CUDA Multi-GPU with OpenGL interop

sriramkashyap · January 6, 2010, 7:37am

Hi,

I currently have a program that uses CUDA to generate an image.
This image is rendered using opengl interoperability (using a pbo)

I want to move this to a dual GPU setting, where half the image is calculated by each GPU
(in general, we would have small parts of the image computed by several gpus)

I want to know the fastest way of displaying these ‘pieces’ of the image as one full image, using OpenGL.

Specifically, I am wondering if it is possible to somehow create one opengl context and one cuda context on each GPU, and render the partial images together on a single window.
Also, if I use a single OpenGL context, is it possible to use opengl interop where opengl context is on one gpu and the cuda program is running on a different GPU??

(any other possible way of doing this is welcome)

Sarnath · January 6, 2010, 9:42am

I dont know much about openGL…

But here is a logical question… Can OpenGL create context spread over multiple-GPUs? OR Is an OpenGL context tied to one GPU? OpenGL spec might have an answer.

Simon_Green · January 6, 2010, 2:37pm

We do support fast CUDA-graphics interop across GPUs when the rendering GPU is a Quadro.

But unless you are generating very large images, for simplicity I would recommend just transferring the image data back to the CPU for display. If you overlap the transfer with the computation (displaying the previous frame), the performance should be fine.

BTW, you can control which GPU an OpenGL context gets created on using the GPU affinity extension (this is only supported on Quadro):
[url=“http://developer.download.nvidia.com/opengl/specs/WGL_NV_gpu_affinity.txt”]http://developer.download.nvidia.com/openg...pu_affinity.txt[/url]

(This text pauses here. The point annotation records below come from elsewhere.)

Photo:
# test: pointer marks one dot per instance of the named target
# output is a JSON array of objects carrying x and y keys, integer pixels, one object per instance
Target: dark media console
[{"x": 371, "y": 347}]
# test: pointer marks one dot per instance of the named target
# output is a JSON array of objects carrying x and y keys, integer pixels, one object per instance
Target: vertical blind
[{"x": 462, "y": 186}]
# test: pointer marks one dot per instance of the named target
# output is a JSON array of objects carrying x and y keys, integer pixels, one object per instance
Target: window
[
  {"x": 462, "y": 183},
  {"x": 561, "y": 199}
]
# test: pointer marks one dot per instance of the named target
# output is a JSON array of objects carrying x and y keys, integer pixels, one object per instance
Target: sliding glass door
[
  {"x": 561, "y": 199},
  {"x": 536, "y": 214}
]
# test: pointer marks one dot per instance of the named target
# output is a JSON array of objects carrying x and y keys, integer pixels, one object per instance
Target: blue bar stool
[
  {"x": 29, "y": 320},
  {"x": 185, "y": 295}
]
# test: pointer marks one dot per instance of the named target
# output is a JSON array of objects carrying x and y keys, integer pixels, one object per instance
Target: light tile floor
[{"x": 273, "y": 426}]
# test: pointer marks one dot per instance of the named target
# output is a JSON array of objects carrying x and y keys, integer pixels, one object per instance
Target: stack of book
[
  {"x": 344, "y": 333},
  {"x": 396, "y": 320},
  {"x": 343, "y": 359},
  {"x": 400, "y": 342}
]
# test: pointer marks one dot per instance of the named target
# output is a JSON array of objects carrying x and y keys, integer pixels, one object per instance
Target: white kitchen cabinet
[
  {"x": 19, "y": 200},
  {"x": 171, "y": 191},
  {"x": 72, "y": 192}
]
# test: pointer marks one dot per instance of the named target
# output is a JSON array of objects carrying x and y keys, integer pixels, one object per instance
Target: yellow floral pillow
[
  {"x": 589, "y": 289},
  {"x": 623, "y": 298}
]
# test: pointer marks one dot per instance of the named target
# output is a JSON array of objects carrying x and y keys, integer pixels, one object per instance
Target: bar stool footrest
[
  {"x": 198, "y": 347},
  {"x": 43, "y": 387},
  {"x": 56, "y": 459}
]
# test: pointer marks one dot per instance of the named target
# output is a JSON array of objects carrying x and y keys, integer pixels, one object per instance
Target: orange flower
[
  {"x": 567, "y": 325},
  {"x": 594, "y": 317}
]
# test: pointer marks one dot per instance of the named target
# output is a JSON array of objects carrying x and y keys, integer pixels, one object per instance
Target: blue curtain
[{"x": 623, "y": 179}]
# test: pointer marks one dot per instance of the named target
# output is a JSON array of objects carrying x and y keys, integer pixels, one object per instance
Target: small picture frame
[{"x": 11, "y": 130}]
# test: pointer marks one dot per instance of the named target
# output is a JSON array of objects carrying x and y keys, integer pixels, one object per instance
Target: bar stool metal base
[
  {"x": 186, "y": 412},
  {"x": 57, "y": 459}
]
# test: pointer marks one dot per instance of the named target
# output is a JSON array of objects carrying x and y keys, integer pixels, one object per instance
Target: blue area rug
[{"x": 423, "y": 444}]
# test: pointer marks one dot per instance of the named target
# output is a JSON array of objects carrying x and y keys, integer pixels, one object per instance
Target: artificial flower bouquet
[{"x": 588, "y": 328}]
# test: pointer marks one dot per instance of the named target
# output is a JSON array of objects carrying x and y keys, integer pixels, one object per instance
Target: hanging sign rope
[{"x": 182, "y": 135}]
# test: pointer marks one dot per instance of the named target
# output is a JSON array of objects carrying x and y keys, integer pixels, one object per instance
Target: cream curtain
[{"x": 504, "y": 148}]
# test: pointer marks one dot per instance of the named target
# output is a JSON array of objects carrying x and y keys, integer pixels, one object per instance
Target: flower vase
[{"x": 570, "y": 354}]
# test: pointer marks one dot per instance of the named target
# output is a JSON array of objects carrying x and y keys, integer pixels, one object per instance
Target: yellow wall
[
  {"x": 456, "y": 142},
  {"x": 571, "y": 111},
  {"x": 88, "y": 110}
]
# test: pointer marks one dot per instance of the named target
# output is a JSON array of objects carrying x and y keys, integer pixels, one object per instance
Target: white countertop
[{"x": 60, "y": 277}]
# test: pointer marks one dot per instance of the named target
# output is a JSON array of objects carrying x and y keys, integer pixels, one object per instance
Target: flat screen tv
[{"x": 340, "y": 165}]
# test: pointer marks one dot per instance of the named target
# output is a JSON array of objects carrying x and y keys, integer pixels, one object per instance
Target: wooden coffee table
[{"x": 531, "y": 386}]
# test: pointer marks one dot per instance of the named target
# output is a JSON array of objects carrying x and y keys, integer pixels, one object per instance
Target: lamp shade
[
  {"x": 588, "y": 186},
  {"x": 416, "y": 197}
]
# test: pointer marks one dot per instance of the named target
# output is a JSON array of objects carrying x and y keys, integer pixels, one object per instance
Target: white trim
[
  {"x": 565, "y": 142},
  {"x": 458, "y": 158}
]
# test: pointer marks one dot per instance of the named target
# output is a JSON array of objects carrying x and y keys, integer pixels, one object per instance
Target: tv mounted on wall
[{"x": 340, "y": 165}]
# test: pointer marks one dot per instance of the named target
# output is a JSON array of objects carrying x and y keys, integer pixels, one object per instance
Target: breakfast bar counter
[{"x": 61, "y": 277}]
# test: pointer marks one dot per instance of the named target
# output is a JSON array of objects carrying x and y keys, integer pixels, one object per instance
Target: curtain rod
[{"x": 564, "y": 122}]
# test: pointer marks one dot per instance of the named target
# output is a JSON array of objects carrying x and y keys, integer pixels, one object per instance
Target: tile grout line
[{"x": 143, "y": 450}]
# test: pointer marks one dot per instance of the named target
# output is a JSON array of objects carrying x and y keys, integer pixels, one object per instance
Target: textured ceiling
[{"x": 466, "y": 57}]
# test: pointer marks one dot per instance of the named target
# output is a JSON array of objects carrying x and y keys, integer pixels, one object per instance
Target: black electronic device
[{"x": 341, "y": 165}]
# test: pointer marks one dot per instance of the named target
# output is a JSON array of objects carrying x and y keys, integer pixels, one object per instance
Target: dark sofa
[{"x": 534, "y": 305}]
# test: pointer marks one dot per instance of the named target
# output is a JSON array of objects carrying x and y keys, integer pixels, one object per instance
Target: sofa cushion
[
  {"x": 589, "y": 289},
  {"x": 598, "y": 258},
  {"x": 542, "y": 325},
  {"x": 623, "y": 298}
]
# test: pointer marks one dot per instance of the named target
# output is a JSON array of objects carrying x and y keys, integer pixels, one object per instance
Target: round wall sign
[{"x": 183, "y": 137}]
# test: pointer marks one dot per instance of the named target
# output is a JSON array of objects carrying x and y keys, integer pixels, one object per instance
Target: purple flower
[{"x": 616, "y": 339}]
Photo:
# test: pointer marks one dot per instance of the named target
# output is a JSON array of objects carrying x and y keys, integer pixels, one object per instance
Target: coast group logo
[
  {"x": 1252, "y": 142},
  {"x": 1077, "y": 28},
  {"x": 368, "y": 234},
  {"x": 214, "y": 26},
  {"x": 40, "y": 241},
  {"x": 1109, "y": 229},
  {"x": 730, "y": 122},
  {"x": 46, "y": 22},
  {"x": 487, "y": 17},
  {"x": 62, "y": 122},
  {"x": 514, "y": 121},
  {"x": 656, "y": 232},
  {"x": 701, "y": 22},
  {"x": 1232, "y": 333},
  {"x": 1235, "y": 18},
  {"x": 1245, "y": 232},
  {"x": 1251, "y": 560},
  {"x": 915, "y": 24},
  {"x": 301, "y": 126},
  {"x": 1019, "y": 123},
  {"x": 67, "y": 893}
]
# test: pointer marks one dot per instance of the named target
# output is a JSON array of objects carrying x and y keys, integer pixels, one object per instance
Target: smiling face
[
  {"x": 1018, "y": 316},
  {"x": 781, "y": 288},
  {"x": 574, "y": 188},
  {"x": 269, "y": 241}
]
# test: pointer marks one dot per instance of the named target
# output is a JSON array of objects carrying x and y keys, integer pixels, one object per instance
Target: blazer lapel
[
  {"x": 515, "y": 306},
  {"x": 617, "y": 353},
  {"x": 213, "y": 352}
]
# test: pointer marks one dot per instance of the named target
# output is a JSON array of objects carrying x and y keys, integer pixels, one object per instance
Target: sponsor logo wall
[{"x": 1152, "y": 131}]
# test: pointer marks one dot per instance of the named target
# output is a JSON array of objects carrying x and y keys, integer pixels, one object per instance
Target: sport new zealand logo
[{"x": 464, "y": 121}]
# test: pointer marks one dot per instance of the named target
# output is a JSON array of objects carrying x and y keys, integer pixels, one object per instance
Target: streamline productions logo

sriramkashyap · January 7, 2010, 6:09am

Thanks.

Does cuda-graphics interop across gpus work on regular gpus (even if it is slower)?

Specifically, I use a gtx295, and each gpu has one half of the image.

the image sizes are 1024x1024, and i didn’t want to copy the buffer to cpu and back to gpu, because of the framerate hit that we would incur.

Regarding the interleaving suggestion, i will check if we can do async copy.

We will have to prevent the new computation from writing values to the buffer until the old values are fully copied. How can I achieve this?

Smokey · September 22, 2010, 5:13am

I second this question…

I’m going to assume nVidia clearly doesn’t support CUDA/GL interop between non-nVidia-GL contexts and CUDA contexts…

BUT, is CUDA/GL interop between two (different) nVidia (CUDA-capable) devices supposed to be supported? Because what I’m currently seeing tends to suggest otherwise (I get CUDA errors trying to register a GL resources created by a different nVidia (CUDA-capable) GPU).

Smokey · September 22, 2010, 5:13am

I second this question…

I’m going to assume nVidia clearly doesn’t support CUDA/GL interop between non-nVidia-GL contexts and CUDA contexts…

BUT, is CUDA/GL interop between two (different) nVidia (CUDA-capable) devices supposed to be supported? Because what I’m currently seeing tends to suggest otherwise (I get CUDA errors trying to register a GL resources created by a different nVidia (CUDA-capable) GPU).

Smokey · October 11, 2010, 1:40am

Bump…

Smokey · October 11, 2010, 1:40am

Bump…

zeus13i · December 13, 2010, 4:16am

/bump

I, too, want to know more about this.
I’m rendering an OpenGL VBO which I would like to modify different parts of in different cuda threads/gpu’s.